'Drug-addicted rat' haunts Houston police evidence room

Officials say "drug-addicted rats" are eating narcotics seized and stored by Houston police, prompting the department to change the period under which evidence is stored.

Houston Mayor John Whitmire, Harris County District Attorney Sean Till and Houston Police Chief J. Noy ​​Diaz announced new measures Friday to deal with drugs and drugs stored at the police headquarters downtown. Other evidence, some of which had been there for decades, attracted rodents. Although the cases related to them have already been decided.

Officials said the evidence room downtown and a property warehouse at a second location hold about 1.2 million pieces of evidence, including hundreds of thousands of pounds of drugs.

"We have 400,000 pounds of marijuana in storage," Whitmire said. "The rats are the only ones enjoying it."
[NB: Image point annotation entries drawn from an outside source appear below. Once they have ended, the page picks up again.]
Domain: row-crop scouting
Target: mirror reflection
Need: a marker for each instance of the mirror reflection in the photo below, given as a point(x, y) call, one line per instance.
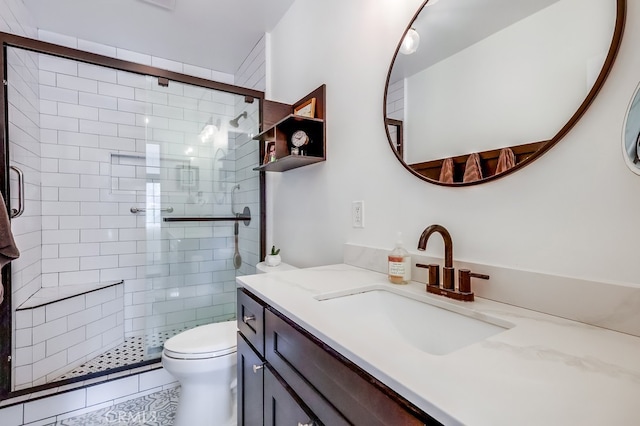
point(495, 74)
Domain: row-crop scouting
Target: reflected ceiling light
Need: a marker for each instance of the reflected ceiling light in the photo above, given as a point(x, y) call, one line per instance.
point(208, 131)
point(410, 42)
point(165, 4)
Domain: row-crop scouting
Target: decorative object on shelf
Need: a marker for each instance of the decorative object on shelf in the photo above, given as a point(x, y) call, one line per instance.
point(269, 153)
point(306, 109)
point(299, 138)
point(273, 259)
point(307, 147)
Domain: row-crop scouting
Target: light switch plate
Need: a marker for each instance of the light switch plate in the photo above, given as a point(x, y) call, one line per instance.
point(357, 214)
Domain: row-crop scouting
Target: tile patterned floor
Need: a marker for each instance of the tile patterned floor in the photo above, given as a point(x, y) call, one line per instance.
point(157, 409)
point(130, 352)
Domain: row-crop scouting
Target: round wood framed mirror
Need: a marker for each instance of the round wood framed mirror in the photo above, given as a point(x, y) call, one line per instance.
point(503, 79)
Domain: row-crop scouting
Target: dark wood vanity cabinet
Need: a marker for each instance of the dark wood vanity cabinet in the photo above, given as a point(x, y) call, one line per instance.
point(294, 378)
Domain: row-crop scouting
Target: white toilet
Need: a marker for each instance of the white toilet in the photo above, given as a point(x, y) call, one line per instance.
point(203, 359)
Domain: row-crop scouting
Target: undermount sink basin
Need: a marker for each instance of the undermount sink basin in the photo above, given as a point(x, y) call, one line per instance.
point(429, 328)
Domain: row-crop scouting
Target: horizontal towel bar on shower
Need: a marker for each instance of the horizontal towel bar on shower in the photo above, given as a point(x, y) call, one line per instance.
point(245, 216)
point(142, 209)
point(207, 218)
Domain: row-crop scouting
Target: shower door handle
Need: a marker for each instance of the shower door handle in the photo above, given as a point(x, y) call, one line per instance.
point(18, 212)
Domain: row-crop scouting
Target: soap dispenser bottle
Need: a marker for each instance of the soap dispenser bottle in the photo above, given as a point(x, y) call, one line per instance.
point(399, 263)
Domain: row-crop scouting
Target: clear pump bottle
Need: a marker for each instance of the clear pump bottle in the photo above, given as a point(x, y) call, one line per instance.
point(399, 263)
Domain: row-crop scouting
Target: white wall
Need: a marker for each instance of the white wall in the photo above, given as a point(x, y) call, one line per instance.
point(572, 212)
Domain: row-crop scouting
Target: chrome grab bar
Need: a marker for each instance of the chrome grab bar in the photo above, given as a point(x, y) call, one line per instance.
point(135, 210)
point(18, 212)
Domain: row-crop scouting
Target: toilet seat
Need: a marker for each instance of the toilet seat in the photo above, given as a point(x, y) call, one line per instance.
point(205, 341)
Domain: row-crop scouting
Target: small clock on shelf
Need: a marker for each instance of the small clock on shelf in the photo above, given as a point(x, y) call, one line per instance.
point(299, 139)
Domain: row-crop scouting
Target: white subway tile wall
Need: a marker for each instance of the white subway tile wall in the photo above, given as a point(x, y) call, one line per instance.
point(83, 91)
point(113, 140)
point(59, 336)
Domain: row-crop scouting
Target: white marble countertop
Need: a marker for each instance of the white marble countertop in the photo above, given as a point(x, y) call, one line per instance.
point(544, 370)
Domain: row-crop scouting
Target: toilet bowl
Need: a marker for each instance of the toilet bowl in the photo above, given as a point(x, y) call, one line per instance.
point(203, 360)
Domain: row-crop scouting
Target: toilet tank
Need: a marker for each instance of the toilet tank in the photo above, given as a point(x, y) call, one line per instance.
point(262, 268)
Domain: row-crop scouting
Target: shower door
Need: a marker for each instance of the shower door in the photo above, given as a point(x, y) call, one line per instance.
point(141, 206)
point(199, 212)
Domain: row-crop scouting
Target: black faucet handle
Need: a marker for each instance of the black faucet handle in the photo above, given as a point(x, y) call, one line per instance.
point(434, 273)
point(464, 279)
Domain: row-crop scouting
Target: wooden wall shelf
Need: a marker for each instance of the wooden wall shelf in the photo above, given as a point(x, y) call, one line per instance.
point(283, 123)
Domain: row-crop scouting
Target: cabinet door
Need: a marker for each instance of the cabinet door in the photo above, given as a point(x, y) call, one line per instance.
point(250, 385)
point(251, 319)
point(281, 406)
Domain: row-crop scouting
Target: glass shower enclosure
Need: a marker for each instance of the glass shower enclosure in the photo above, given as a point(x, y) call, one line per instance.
point(134, 204)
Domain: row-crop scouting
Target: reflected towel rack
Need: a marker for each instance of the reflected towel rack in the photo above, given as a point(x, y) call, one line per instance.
point(18, 212)
point(135, 210)
point(245, 216)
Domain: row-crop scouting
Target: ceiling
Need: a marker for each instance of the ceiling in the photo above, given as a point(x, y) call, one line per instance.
point(216, 34)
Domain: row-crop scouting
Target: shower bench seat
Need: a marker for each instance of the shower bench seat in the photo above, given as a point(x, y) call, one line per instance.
point(48, 295)
point(59, 328)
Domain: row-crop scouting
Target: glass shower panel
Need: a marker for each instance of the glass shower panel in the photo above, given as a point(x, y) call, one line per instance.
point(108, 156)
point(195, 184)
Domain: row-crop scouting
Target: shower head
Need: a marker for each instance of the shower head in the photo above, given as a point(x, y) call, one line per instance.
point(234, 122)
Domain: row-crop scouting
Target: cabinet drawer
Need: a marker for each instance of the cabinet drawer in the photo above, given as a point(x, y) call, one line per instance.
point(281, 406)
point(250, 384)
point(251, 319)
point(311, 367)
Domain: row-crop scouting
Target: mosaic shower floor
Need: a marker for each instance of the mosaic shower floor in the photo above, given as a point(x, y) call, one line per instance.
point(130, 352)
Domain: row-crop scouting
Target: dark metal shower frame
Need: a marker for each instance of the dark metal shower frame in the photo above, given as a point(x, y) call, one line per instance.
point(10, 40)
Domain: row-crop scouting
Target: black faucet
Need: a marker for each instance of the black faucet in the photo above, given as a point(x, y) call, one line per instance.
point(448, 271)
point(448, 283)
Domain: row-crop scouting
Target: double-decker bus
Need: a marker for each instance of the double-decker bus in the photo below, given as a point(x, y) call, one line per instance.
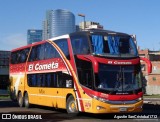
point(94, 71)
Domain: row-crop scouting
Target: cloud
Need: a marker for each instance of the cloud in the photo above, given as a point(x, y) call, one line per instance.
point(13, 41)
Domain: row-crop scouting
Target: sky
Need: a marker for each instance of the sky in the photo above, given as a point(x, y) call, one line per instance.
point(139, 17)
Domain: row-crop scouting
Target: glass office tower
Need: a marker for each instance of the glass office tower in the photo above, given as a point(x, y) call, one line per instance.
point(34, 36)
point(58, 22)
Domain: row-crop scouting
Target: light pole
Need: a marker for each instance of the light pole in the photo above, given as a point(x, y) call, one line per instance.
point(82, 15)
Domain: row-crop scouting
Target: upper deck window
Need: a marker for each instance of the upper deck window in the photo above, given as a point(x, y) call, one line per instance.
point(113, 45)
point(80, 44)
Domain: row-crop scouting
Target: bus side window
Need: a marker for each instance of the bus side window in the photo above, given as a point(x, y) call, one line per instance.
point(63, 45)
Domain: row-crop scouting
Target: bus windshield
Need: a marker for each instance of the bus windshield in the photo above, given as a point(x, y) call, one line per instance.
point(119, 78)
point(113, 45)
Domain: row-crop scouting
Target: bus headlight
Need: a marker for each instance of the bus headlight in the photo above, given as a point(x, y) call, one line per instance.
point(139, 99)
point(100, 99)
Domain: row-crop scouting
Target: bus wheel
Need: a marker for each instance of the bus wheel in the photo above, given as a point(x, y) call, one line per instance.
point(71, 106)
point(20, 99)
point(26, 100)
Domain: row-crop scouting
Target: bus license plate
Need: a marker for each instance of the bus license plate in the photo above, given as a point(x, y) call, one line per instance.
point(122, 109)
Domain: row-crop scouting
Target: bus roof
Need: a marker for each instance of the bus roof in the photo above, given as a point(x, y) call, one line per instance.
point(67, 36)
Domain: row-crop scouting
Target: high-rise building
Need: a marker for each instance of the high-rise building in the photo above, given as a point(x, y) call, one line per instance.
point(34, 36)
point(4, 69)
point(90, 25)
point(58, 22)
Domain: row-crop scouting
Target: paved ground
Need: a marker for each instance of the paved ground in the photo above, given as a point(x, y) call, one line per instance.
point(50, 114)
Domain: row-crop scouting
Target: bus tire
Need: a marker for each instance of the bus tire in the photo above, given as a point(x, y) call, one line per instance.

Thiel said Friday that drug evidence collected before 2015 that is no longer needed in cases will be destroyed. The old rules did not allow the destruction of drugs unless the case occurred before 2005.

Thiel said his office will use its funds to dispose of the drugs.

Teal and Houston police spokesman Jody Silva said his office has created a new position for a senior attorney who will work with law enforcement to help with the destruction of cases at two locations once they are immediately completed. Evidence held.

Rafael Lemaitre, a spokesman for the district attorney's office, said Wednesday that prosecutors this week sent notices to defense attorneys representing 3,600 open cases involving drug evidence, explaining that rats have been eating evidence downtown Drugs stored in the room.

He said evidence in only one of the pending cases was believed to have been destroyed by rodents.

Asked whether the rodent problem in the downtown evidence room would have affected the conviction, Lemaitre declined to answer, explaining that he was not a lawyer.

Peter Stout, president and CEO of the Houston Forensic Science Center, said at a media briefing that evidence preserved in the storage room attracts a variety of rodents and small animals. Stout said this is a nationwide problem.

"It's a problem on properties all over the country, with rodents, bugs, fungus, all kinds of stuff, like drugs," he said. "It's hard to get these rodents out of there. I mean, think about it. They're drug-addicted rats. They're hard to deal with."

To illustrate the problem, Police Chief Diaz showed reporters Friday a cocaine seizure from 1996.

"He pleaded guilty and served 20 years. He's out," he said of the suspect.

Diaz said the seized evidence "no longer has value in our legal system" and must be destroyed. He also showed off marijuana from 1993 and said: "It just attracts rodents."

"This is not something we as a professional police agency can continue to do," he said.